Hawaii does have a state government program called HawaiiQuest, which offers assistance to individuals and families whose income is less than 185% of the Federal Poverty Level. The HawaiiQuest program is limited to 125,000 people, but some people, like children and pregnant women, may be covered under the exception rule.

In Hawaii, all health care insurance policies must state the inception and expiration dates of the policy and the amount of the policy limit. If the application for the policy contains a material misrepresentation, the company has 3 years to challenge the validity of the contract. A material misrepresentation is a lie or omission on the application which might have caused the company to decline the policy if they had been aware of the truth. If the misrepresentation was deliberate (fraud), the insurer can deny a claim even after the three year limit.

Health Care Exchange

The Hawaii Health Connector insurance exchange was established on July 11, 2011, and will operate as a clearing house, which will include all qualified insurance plans.

Pre-Existing Condition Insurance

Hawaii’s Pre-Existing Condition Insurance Plan program, administered by the U.S. Department of Health and Human Services covers primary and specialty care, with benefits for hospitalization and prescription drugs. Depending on age and option chosen, monthly premiums fall in the range of $116 to $500 with deductibles of $1000 to $3000. (Medications may be covered under a separate drug deductible.) Combined out-of-pocket expenses may not exceed $7000 for care inside and out of the approved network.


Medicaid eligibility is set according to a determined percentage of the Federal Poverty Level, the same measurement used to disburse benefits through the Children’s CHIP-funded Medicaid Expansions. In Hawaii, infants under 1 year of age qualify for Medicaid at 185% FLP and for CHIP at 300%. For the 1-5 age group the percentages are 133 and 300 respectively. For age 6-19, Medicaid qualification is 100% and CHIP is 300%.
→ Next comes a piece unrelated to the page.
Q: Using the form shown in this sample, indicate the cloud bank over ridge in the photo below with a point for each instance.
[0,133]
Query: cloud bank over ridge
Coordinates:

Pregnant women can access Medicaid at 185% FPL, parents at 300%, and childless adults (via a state program only) at 100%.


Hawaii also offers Medicare Assistance programs to help low-income Hawaiian residents with expenses like co-payments, deductibles, and prescription drug costs. More than 193,000 Hawaiians are enrolled in Medicare with 195,000 accessing Medicare prescription drug coverage.

Hawaii also offers various Medicare Saving Plans to address out-of-pocket expenses, which can also be defrayed by benefits through the Participating Patient Assistance Programs.